1 En 1810, Philipp Otto Runge publie Die Farbenkugel (La sphère des couleurs), dans lequel il décrit un schéma en trois dimensions permettant d’organiser toutes les couleurs, selon leur nuance, leur luminosité et leur degré de saturation.
2 Lancé à l’initiative de la revue Arts & Architecture, le Case Study House Program a pour objectif de concevoir et de construire des modèles de maisons individuelles économiques et fonctionnelles en prévision du boom provoqué par la fin de la Seconde Guerre mondiale. L’annonce du Case Study House Program affirme que « les maisons doivent pouvoir être reproduites et en aucune façon être des créations particulières. » Puis « les maison[s] […] ser[ont] conçue[s] dans l’esprit de notre époque, en utilisant dans la mesure du possible, de nombreux matériaux et techniques issus de la guerre, les mieux adaptés à l’expression de la vie de l’homme dans le monde moderne. » Les architectes sollicités sont parmi les importants de l’époque : Richard Neutra, Craig Ellwood, Charles et Ray Eames, Pierre Koenig et Eero Saarinen. Au total, 36 projets sont conçus entre 1945 et 1966.

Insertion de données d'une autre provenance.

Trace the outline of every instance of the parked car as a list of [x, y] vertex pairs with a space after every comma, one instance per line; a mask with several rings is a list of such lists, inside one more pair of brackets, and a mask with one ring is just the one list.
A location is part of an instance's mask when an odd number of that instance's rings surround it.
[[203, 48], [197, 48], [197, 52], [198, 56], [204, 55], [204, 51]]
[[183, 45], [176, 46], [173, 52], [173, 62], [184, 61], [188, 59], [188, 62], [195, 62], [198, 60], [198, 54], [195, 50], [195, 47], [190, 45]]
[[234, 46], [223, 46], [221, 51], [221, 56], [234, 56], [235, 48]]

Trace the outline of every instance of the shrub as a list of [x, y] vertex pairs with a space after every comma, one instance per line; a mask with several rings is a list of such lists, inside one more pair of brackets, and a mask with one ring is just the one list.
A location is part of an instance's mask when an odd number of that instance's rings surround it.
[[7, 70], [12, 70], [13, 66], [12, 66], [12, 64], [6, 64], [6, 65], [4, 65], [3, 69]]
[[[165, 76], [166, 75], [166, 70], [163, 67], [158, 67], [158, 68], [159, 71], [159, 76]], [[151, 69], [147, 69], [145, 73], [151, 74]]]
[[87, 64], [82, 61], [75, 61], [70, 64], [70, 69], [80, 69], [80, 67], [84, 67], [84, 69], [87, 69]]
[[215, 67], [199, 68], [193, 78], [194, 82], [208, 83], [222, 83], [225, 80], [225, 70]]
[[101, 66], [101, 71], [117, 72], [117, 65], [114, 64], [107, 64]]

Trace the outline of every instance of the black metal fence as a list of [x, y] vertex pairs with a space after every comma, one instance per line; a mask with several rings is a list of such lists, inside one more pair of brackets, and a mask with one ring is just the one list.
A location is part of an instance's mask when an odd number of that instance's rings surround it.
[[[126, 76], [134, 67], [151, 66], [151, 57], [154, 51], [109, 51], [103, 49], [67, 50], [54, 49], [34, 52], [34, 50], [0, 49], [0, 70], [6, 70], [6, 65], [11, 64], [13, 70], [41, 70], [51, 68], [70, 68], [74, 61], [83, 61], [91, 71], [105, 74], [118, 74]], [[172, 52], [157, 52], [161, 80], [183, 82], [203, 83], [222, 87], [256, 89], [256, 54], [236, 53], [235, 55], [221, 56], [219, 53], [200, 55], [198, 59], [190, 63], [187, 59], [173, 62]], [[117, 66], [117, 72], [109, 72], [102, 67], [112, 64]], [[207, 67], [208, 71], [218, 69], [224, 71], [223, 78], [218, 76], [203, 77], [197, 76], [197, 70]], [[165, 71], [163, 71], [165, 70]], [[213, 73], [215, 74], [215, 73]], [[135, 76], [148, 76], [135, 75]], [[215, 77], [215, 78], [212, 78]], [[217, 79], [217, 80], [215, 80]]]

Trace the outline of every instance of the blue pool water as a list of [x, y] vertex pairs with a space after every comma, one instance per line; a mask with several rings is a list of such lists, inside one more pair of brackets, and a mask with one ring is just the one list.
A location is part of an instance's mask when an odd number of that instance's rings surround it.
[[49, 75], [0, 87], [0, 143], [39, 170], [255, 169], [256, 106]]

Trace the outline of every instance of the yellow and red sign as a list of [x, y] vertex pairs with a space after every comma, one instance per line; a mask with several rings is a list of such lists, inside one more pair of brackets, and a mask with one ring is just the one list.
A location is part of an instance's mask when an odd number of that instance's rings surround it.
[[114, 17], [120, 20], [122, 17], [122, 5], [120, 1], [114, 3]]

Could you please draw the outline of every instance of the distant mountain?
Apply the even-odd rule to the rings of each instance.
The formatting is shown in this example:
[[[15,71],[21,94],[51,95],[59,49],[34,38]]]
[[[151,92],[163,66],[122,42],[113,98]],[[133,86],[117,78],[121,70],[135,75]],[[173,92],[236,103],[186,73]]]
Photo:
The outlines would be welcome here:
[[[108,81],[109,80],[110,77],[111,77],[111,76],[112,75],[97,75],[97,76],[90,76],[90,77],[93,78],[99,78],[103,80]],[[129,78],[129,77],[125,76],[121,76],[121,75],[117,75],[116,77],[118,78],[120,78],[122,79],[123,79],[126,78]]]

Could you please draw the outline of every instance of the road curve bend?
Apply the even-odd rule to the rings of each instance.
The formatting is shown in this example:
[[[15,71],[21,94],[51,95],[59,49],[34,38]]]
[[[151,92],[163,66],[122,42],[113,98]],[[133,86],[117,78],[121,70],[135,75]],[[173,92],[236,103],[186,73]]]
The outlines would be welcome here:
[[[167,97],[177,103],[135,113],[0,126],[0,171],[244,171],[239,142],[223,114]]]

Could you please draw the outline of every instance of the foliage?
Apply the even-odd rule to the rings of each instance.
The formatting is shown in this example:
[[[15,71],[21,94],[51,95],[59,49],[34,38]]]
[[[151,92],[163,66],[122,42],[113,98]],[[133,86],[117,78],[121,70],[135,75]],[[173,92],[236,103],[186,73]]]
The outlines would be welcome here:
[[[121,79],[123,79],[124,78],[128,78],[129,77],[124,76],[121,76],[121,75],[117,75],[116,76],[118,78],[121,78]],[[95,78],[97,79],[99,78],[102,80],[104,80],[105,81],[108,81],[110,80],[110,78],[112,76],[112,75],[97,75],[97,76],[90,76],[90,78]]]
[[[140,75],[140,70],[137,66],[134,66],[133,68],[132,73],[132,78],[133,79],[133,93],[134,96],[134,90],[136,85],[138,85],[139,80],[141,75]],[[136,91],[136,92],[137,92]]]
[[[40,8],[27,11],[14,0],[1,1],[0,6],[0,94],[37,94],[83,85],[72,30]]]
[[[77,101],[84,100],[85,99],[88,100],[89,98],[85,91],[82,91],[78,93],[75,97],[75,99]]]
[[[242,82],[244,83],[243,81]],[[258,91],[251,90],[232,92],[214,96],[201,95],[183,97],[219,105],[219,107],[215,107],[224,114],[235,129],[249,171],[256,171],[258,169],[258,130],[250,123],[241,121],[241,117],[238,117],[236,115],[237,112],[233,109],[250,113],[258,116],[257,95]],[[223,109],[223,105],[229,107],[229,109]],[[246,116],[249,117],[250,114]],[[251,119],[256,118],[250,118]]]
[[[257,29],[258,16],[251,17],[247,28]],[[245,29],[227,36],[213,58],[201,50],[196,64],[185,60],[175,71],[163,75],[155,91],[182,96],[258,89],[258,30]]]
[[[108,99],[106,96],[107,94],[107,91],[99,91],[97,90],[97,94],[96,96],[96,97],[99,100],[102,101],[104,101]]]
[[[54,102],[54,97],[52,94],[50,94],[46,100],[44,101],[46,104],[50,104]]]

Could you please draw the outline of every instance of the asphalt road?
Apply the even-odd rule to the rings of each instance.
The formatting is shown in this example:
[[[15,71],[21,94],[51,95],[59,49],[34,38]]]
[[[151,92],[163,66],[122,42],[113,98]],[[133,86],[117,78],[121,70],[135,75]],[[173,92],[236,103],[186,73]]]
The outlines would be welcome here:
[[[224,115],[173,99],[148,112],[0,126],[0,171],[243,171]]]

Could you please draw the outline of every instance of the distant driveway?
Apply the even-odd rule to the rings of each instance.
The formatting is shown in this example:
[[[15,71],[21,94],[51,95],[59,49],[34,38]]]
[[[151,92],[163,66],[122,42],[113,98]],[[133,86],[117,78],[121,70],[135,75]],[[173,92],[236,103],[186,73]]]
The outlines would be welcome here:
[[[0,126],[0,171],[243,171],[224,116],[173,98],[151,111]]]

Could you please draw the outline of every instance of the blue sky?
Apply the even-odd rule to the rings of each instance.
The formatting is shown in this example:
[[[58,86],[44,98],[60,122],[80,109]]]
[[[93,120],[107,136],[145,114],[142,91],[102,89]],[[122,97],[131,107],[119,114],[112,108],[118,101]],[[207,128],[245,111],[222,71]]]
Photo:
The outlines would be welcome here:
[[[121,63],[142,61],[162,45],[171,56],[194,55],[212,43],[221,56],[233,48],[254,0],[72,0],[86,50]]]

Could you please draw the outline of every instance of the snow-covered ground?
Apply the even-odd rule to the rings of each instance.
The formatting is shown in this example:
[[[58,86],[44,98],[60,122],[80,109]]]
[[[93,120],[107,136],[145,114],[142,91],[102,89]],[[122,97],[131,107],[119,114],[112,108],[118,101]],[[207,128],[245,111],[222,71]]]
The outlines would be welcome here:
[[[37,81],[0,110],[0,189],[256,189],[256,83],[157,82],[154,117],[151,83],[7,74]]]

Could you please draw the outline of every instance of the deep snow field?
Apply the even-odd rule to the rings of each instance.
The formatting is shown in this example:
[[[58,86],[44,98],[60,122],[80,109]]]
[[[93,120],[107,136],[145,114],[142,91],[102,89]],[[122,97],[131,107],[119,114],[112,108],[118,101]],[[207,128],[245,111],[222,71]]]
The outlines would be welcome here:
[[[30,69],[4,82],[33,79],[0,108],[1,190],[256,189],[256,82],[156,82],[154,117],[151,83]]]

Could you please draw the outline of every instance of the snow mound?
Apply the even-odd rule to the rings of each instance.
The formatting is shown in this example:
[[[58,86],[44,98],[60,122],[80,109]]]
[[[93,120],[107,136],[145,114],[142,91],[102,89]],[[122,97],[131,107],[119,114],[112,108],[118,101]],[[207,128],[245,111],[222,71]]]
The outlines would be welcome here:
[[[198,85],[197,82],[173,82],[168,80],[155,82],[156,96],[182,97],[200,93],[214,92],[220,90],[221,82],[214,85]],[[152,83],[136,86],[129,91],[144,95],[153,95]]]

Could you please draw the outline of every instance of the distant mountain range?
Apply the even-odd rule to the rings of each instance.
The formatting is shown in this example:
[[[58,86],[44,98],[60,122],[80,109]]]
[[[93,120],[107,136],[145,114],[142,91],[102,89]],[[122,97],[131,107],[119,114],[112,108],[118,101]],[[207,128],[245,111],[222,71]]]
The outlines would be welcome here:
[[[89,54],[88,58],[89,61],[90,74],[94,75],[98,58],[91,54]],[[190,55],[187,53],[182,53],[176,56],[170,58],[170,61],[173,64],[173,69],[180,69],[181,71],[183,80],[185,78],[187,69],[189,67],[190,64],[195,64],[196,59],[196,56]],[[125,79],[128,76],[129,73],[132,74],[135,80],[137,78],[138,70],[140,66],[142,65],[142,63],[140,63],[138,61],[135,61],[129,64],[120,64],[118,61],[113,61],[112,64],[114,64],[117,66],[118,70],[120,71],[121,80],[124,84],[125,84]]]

3 La cité de la cour blanche est un lotissement de maisons ouvrières construites dans le cadre de l’exposition Wohnung. L’objectif étant de marquer l’avènement d’une nouvelle architecture, la consigne avait été donnée par par le directeur de la manifestation, qui n’était autre que Mies van de Rohe : choisir des tonalités colorées pâles pour préserver l’unité de l’ensemble. Quelques jours plus tard, la décision est prise de privilégier le blanc. Seuls trois projets présentent des couleurs vives : celui de Taut, de Mart Stam et de Le Corbusier. Mark Wigley, White walls, designers dresses, MIT press, p. 305.
4 Art optique 
5 Un article sera consacré à ce projet dans le numéro 13-14/2013 de Tracés.